Se baten 6 claras a nieve, luego les agregás las yemas, más 6 cucharadas de azúcar, 6 de harina leudante tamizada, y al horno. Te queda un pionono enorme que vale por dos, para rellenar con jamón, queso, aceitunas, morrón y otro con pollo desmenuzado y lo que quieras para una fresca cena estival. Los acompañás con una ensalada.
Acabada la charla, y cada quien a su casa, comprobás tu más terrible sospecha: el pionono tiene el color dorado de tu piel bronceada y la flexibilidad de Adolfo Hitler, toda la humedad que debía contener está ahora en tu rostro transpirado. Se te llena el cuerpo de preguntas pensando en cómo salvar la situación, ya que es tarde, prometiste una cena -que no va a ser-, y tu familia tiene hambre ¡now!
Te calmás.
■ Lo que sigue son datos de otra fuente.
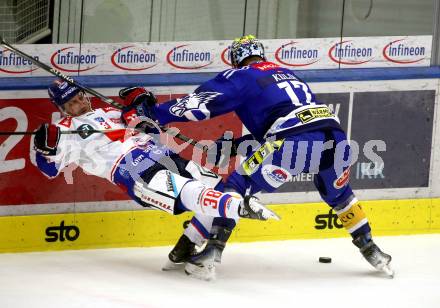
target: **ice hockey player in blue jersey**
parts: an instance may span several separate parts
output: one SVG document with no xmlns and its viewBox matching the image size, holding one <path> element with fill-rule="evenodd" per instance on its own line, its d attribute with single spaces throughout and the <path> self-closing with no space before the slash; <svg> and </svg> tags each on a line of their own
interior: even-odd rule
<svg viewBox="0 0 440 308">
<path fill-rule="evenodd" d="M 230 58 L 232 69 L 206 81 L 193 93 L 146 108 L 161 125 L 201 121 L 234 111 L 250 136 L 233 140 L 232 149 L 249 145 L 252 138 L 260 146 L 228 177 L 225 191 L 273 192 L 292 176 L 315 174 L 316 189 L 339 216 L 365 259 L 392 275 L 391 256 L 373 242 L 367 217 L 350 188 L 350 146 L 337 116 L 315 100 L 310 87 L 293 71 L 266 61 L 264 47 L 254 36 L 234 40 Z M 246 142 L 240 144 L 244 139 Z M 187 272 L 214 268 L 234 225 L 230 220 L 214 220 L 206 248 L 183 260 Z M 187 242 L 183 235 L 170 260 L 183 255 Z"/>
</svg>

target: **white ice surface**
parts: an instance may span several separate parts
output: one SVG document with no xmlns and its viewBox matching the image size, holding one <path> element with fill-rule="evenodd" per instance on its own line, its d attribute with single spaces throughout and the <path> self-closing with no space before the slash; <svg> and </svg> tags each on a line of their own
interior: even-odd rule
<svg viewBox="0 0 440 308">
<path fill-rule="evenodd" d="M 0 308 L 440 307 L 440 235 L 376 242 L 394 279 L 348 238 L 229 244 L 211 282 L 162 272 L 171 247 L 0 254 Z"/>
</svg>

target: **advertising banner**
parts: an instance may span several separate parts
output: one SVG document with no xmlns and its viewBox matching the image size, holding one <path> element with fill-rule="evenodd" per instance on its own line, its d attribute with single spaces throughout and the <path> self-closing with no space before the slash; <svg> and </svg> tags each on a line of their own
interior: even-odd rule
<svg viewBox="0 0 440 308">
<path fill-rule="evenodd" d="M 429 66 L 431 36 L 263 40 L 267 60 L 295 70 Z M 220 72 L 230 68 L 231 41 L 19 45 L 57 70 L 75 75 Z M 0 77 L 48 76 L 0 49 Z"/>
</svg>

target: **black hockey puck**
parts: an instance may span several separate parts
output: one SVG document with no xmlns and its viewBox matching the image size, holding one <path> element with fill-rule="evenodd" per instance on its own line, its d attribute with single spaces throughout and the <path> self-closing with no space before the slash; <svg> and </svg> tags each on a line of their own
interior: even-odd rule
<svg viewBox="0 0 440 308">
<path fill-rule="evenodd" d="M 332 263 L 332 258 L 329 257 L 319 257 L 320 263 Z"/>
</svg>

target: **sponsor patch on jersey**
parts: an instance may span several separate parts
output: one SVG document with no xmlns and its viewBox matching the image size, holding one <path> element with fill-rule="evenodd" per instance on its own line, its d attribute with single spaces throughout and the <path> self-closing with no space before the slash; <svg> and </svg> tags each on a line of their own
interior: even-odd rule
<svg viewBox="0 0 440 308">
<path fill-rule="evenodd" d="M 296 113 L 296 117 L 304 124 L 315 119 L 333 118 L 331 110 L 327 107 L 308 108 Z"/>
<path fill-rule="evenodd" d="M 265 165 L 261 169 L 261 173 L 266 182 L 275 188 L 292 180 L 292 175 L 287 170 L 275 165 Z"/>
<path fill-rule="evenodd" d="M 131 157 L 131 158 L 133 158 L 133 157 Z M 131 164 L 132 164 L 133 166 L 137 166 L 137 165 L 139 165 L 139 164 L 144 160 L 144 158 L 145 158 L 145 155 L 144 155 L 144 154 L 140 154 L 138 157 L 136 157 L 135 159 L 133 159 L 133 161 L 131 162 Z"/>
<path fill-rule="evenodd" d="M 95 118 L 95 121 L 97 121 L 99 123 L 104 123 L 105 122 L 103 117 L 97 117 L 97 118 Z"/>
<path fill-rule="evenodd" d="M 341 189 L 342 187 L 347 185 L 349 179 L 350 179 L 350 168 L 345 170 L 341 174 L 341 176 L 333 182 L 333 187 L 336 189 Z"/>
<path fill-rule="evenodd" d="M 272 62 L 258 62 L 251 65 L 253 68 L 256 68 L 260 71 L 269 71 L 280 68 L 278 64 Z"/>
<path fill-rule="evenodd" d="M 279 150 L 284 143 L 284 139 L 266 141 L 243 163 L 243 170 L 247 175 L 251 175 L 258 169 L 263 161 L 268 158 L 275 150 Z"/>
<path fill-rule="evenodd" d="M 86 139 L 89 136 L 91 136 L 93 133 L 91 132 L 93 130 L 93 127 L 89 124 L 83 124 L 80 127 L 78 127 L 78 130 L 80 131 L 78 133 L 78 135 L 83 138 Z"/>
</svg>

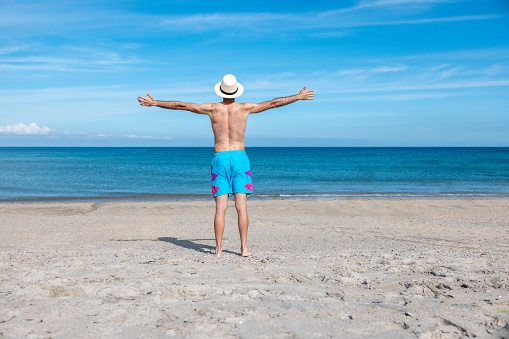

Pensás que tus seres queridos te quieren, también; que lo que importa es la ocasión y no la morfi, y te armás unos regios sanguchitos con el pan que quedó del mediodía (si está un poquito seco, no importa).
Tus chicos, contentos porque tienen una especie de bizcocho gigante para desayunar. Y tu vecina, bueno... todo fue en vano, porque en tu laburo no querían saber nada con gente extraña.